Sahidul Alam Sohel

Personal information
- Full name: Mohammed Shahidul Yousuf Alam Sohel
- Date of birth: 1 May 1992 (age 34)
- Place of birth: Chittagong, Bangladesh
- Height: 1.91 m (6 ft 3 in)
- Position: Goalkeeper

Senior career*
- Years: Team / Apps / (Gls)
- 2007–2008: Badda Jagoroni /  / (0)
- 2008–2014: Dhaka Abahani /  / (0)
- 2014–2016: Sheikh Jamal DC /  / (0)
- 2016–2024: Dhaka Abahani / 144 / (0)
- 2024–2025: Rahmatganj MFS / 4 / (0)
- 2025–2026: Dhaka Abahani / 0 / (0)

International career
- 2009: Bangladesh U19 / 5 / (0)
- 2012: Bangladesh U23 / 4 / (0)
- 2011–2023: Bangladesh / 26 / (0)

= Shahidul Alam Sohel =

Bangladeshi footballer (born 1992)

Mohammed Shahidul Alam (শহিদুল আলম সোহেল; born 1 May 1992), known by his nickname Sohel, is a former Bangladeshi professional footballer who played as a goalkeeper. He last played for Bangladesh Football League club Abahani Limited Dhaka.

==Club career==
In 2007, Sohel began his career at Badda Jagoroni Sangsad in the Senior Division League in Dhaka. The following year, he joined Abahani Limited Dhaka in the Bangladesh Premier League as the understudy to the veteran first-choice, Biplob Bhattacharjee. Sohel made his breakthrough during the 2011 Super Cup, replacing the injured Ziaur Rahman in the tournament's semi-final against Muktijoddha Sangsad KC, which Abahani won 5–4 on penalties. In the final against arch-rivals, Mohammedan SC, Sohel repeated his heroics and cemented his place in the team as he guided Abahani to a 3–2 victory in tiebreakers. His first league triumph as a starter came in 2012.

==International career==
Sohel represented the Bangladesh U19 team at the 2010 AFC U-19 Championship qualifiers in Bangkok, Thailand. He made his debut for the U23 team during the 2013 AFC U-22 Championship qualifiers in Nepal.

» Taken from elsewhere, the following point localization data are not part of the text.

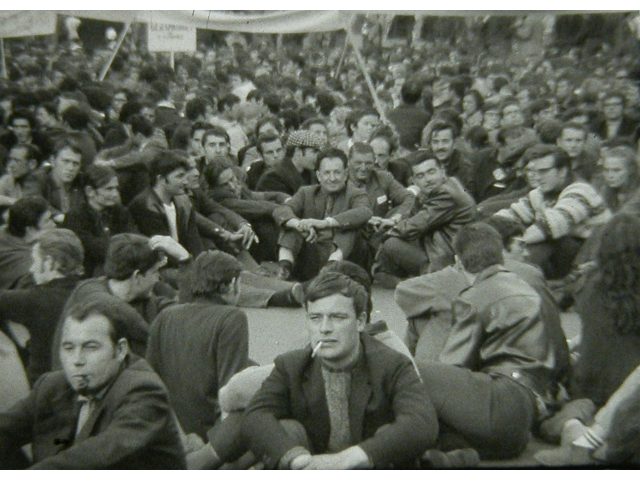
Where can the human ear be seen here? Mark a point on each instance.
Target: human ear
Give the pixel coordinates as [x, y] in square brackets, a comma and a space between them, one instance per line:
[122, 349]
[361, 321]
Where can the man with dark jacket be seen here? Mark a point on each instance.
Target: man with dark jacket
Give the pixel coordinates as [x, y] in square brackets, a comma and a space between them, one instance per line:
[408, 118]
[198, 345]
[297, 168]
[56, 267]
[320, 223]
[106, 409]
[164, 208]
[346, 400]
[496, 370]
[423, 242]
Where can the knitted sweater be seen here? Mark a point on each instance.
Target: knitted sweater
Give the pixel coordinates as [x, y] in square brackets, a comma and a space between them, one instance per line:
[575, 212]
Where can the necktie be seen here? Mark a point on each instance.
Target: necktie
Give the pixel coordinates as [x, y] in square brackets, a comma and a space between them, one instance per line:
[86, 405]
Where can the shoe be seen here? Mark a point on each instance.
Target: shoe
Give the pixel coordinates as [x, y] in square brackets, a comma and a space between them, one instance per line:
[455, 459]
[567, 456]
[582, 409]
[386, 280]
[270, 269]
[573, 429]
[284, 270]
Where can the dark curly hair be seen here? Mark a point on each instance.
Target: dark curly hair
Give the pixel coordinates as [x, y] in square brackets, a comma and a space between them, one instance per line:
[619, 277]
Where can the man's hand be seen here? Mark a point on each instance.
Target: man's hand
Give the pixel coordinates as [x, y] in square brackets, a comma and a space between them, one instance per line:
[105, 163]
[248, 236]
[351, 458]
[382, 224]
[170, 246]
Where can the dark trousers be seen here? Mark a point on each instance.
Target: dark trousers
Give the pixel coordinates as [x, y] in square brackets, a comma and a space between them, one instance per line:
[402, 258]
[555, 257]
[492, 414]
[267, 248]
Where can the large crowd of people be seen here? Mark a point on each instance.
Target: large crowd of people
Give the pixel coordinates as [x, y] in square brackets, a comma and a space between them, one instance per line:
[142, 213]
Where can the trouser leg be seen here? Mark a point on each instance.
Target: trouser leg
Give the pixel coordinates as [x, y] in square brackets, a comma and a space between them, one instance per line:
[402, 258]
[555, 257]
[494, 415]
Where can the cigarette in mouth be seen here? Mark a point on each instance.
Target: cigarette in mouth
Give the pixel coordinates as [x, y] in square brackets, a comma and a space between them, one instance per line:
[316, 349]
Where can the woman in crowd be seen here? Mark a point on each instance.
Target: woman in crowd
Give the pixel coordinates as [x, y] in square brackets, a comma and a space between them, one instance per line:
[620, 178]
[471, 109]
[99, 216]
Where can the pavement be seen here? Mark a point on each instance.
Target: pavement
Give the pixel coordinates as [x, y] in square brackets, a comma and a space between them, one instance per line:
[273, 331]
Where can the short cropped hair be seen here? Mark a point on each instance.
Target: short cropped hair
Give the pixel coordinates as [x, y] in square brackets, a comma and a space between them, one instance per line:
[265, 139]
[209, 272]
[128, 253]
[331, 152]
[216, 131]
[360, 148]
[331, 283]
[478, 246]
[25, 213]
[164, 163]
[356, 273]
[64, 247]
[97, 175]
[354, 117]
[118, 314]
[418, 157]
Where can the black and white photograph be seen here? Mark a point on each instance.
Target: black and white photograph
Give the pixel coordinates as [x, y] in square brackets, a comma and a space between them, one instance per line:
[320, 239]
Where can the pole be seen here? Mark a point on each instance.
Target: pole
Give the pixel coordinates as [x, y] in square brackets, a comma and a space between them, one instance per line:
[367, 78]
[4, 62]
[342, 57]
[105, 69]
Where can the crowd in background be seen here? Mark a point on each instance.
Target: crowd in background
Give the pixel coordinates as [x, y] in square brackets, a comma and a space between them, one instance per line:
[246, 172]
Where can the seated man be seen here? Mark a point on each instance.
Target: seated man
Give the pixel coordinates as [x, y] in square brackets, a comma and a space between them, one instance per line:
[28, 217]
[59, 184]
[106, 409]
[346, 400]
[296, 169]
[496, 372]
[612, 438]
[164, 208]
[559, 214]
[320, 223]
[389, 200]
[56, 266]
[197, 346]
[427, 302]
[22, 160]
[423, 241]
[132, 269]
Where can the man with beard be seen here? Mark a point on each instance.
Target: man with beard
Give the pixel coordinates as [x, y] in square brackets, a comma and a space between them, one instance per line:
[320, 223]
[106, 409]
[441, 141]
[100, 217]
[423, 242]
[59, 184]
[388, 199]
[23, 159]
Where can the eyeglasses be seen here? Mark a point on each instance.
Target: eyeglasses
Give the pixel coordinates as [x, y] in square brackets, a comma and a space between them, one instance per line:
[540, 171]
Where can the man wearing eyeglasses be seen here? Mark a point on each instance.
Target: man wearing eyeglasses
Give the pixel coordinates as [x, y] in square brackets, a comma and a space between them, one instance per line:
[559, 214]
[423, 241]
[615, 123]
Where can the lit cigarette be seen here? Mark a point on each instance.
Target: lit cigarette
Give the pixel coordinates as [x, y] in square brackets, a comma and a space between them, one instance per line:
[316, 349]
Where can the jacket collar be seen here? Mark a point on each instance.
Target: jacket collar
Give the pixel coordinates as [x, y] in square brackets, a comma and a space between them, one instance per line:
[489, 272]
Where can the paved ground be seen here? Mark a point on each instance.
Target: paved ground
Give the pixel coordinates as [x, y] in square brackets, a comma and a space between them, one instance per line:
[277, 330]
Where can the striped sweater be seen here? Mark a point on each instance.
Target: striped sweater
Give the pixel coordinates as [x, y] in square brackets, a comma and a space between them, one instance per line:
[575, 212]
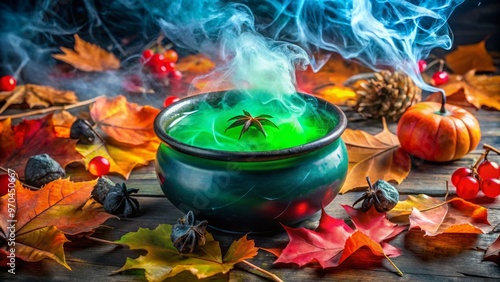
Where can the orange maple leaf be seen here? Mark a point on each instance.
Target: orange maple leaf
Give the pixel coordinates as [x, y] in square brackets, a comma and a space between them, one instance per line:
[377, 156]
[63, 121]
[333, 241]
[124, 122]
[36, 96]
[468, 57]
[33, 137]
[456, 216]
[43, 217]
[163, 260]
[122, 158]
[88, 57]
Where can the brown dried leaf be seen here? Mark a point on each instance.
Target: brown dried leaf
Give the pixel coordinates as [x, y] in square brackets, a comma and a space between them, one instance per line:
[458, 216]
[468, 57]
[377, 156]
[88, 57]
[36, 96]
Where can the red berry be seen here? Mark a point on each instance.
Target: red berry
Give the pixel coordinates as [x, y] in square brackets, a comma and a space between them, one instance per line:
[488, 169]
[4, 184]
[7, 83]
[491, 187]
[147, 55]
[175, 75]
[458, 174]
[99, 166]
[440, 78]
[171, 56]
[160, 71]
[467, 187]
[170, 66]
[422, 65]
[157, 60]
[170, 100]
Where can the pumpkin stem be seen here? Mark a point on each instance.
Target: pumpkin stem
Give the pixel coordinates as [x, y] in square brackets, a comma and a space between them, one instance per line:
[443, 102]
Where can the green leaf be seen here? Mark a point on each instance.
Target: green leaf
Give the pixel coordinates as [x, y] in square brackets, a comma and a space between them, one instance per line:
[163, 260]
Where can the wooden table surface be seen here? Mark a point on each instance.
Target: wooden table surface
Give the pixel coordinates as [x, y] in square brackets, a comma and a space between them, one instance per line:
[444, 257]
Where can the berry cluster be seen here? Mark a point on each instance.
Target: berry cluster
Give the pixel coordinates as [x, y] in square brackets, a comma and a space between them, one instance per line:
[7, 83]
[162, 64]
[438, 78]
[484, 176]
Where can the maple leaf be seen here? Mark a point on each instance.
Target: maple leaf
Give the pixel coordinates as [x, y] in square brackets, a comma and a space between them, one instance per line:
[401, 212]
[197, 63]
[493, 251]
[123, 159]
[33, 137]
[468, 57]
[88, 57]
[479, 90]
[457, 98]
[378, 156]
[454, 216]
[43, 217]
[36, 96]
[124, 122]
[333, 241]
[163, 260]
[63, 121]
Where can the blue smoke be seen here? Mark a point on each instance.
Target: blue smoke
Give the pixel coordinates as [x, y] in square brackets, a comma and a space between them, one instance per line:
[259, 42]
[382, 34]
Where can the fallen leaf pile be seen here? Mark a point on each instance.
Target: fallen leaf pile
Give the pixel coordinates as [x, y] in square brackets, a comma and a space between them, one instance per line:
[45, 217]
[88, 57]
[377, 156]
[163, 260]
[435, 217]
[129, 138]
[33, 137]
[333, 241]
[36, 96]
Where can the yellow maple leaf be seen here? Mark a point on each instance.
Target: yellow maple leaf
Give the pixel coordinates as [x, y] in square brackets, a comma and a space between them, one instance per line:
[88, 57]
[36, 96]
[468, 57]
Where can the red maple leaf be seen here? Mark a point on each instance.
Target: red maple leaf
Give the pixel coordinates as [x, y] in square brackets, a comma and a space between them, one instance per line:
[333, 241]
[33, 137]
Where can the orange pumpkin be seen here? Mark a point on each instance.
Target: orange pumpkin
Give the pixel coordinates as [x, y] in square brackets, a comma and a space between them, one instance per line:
[438, 132]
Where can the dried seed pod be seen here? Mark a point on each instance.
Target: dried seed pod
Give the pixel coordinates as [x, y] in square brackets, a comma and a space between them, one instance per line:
[82, 130]
[42, 169]
[382, 195]
[101, 189]
[119, 201]
[186, 236]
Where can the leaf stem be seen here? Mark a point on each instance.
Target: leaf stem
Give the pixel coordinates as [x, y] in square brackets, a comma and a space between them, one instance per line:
[269, 274]
[400, 273]
[52, 109]
[491, 148]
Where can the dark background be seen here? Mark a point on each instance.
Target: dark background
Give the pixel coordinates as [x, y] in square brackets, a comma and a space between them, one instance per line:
[132, 27]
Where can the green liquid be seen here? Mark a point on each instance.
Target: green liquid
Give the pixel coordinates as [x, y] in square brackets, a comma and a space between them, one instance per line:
[299, 122]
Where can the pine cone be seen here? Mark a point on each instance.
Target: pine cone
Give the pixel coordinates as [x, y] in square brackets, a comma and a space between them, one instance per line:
[383, 94]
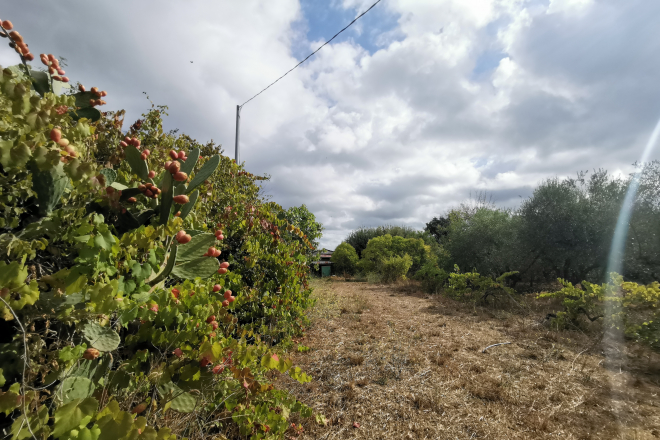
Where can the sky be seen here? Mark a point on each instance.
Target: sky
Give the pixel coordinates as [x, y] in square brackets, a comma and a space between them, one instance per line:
[416, 108]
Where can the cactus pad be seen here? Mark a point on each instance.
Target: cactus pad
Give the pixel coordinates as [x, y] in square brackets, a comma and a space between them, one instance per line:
[101, 338]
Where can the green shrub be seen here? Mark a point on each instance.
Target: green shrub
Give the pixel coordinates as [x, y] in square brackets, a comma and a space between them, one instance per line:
[111, 268]
[345, 259]
[395, 268]
[432, 277]
[624, 305]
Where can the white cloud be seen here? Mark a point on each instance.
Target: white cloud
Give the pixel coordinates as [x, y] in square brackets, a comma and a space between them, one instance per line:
[394, 136]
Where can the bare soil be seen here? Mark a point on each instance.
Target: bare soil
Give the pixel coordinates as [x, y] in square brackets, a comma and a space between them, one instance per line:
[404, 365]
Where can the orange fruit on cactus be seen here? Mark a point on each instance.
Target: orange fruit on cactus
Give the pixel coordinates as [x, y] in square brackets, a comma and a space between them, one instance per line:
[55, 135]
[181, 199]
[91, 353]
[180, 176]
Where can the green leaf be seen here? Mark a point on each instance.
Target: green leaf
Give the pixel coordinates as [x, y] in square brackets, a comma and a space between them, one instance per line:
[180, 401]
[83, 98]
[109, 174]
[101, 338]
[40, 82]
[89, 112]
[76, 387]
[73, 415]
[185, 209]
[166, 198]
[190, 163]
[49, 186]
[202, 267]
[195, 248]
[204, 173]
[138, 165]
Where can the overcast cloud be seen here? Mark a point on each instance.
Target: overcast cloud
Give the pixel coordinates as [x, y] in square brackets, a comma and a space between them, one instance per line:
[420, 104]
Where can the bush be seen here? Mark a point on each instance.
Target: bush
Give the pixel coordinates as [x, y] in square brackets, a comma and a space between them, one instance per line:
[633, 307]
[111, 270]
[345, 259]
[432, 277]
[395, 268]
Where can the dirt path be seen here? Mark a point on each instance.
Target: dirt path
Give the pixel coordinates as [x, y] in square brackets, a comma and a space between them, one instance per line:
[405, 365]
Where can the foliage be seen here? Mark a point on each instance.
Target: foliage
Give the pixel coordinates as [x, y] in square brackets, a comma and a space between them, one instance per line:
[624, 305]
[300, 217]
[432, 277]
[117, 312]
[382, 248]
[345, 259]
[395, 268]
[473, 287]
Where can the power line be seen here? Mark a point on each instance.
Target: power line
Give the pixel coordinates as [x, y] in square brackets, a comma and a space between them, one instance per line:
[308, 56]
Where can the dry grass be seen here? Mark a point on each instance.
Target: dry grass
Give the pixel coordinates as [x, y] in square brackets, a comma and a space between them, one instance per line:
[412, 366]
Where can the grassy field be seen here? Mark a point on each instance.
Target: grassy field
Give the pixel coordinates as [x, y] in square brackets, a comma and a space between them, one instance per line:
[402, 364]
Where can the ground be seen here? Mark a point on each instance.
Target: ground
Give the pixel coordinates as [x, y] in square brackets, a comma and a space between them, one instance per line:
[401, 364]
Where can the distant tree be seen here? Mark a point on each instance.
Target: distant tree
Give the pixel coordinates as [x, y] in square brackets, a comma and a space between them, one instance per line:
[345, 259]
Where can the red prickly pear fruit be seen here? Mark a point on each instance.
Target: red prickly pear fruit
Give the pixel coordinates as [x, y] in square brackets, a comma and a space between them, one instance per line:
[55, 135]
[181, 237]
[91, 353]
[180, 176]
[139, 409]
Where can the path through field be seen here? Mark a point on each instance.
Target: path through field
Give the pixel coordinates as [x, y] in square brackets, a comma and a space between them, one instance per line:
[403, 365]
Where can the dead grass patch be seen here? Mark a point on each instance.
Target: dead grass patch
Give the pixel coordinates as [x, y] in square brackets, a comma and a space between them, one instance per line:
[422, 373]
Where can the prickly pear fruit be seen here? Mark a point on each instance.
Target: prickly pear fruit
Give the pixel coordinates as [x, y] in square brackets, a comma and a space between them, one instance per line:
[181, 199]
[91, 353]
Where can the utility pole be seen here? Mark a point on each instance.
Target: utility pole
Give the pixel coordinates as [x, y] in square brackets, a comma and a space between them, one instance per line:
[237, 154]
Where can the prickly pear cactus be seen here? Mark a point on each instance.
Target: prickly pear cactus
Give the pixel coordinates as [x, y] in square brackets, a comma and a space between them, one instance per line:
[101, 338]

On 2 December 2011, Sohel made his senior national team debut against Pakistan during a goalless draw in the 2011 SAFF Championship. Sohel made a critical error while judging a long-distance free-kick from Bimal Gharti Magar to concede the first goal as Bangladesh lost the group deciding match against Nepal during the 2018 SAFF Championship, 2–0. He was heavily criticized by both fans and local media as his blunder cost Bangladesh a place in the semi-finals. Sohel was later excluded from the squad for the 2018 Bangabandhu Cup, held in the same month.

==Personal life==
Shahidul Alam Sohel was born on 1 May 1992, in Chittagong, Bangladesh. His father, Yusuf Bulli, was also a footballer and represented the Bangladesh national team during the 1978 Asian Games.

==Career statistics==
===International===

Bangladesh
| Year | Apps | Goals |
| 2011 | 3 | 0 |
| 2012 | 1 | 0 |
| 2013 | 3 | 0 |
| 2014 | 1 | 2 |
| 2015 | 9 | 0 |
| 2016 | 2 | 0 |
| 2018 | 4 | 3 |
| 2019 | 1 | 0 |
| 2021 | 2 | 0 |
| Total | 26 | 0 |

==Honours==

- Abahani Limited Dhaka
- Bangladesh Premier League: 2008–09, 2009–10, 2012, 2016, 2017–18
- Federation Cup: 2010, 2016, 2017, 2018, 2021–22
- Independence Cup: 2021–22
- Super Cup: 2011
- Bordoloi Trophy: 2010

Individual
- 2017 – Bangladesh Premier League Best XI.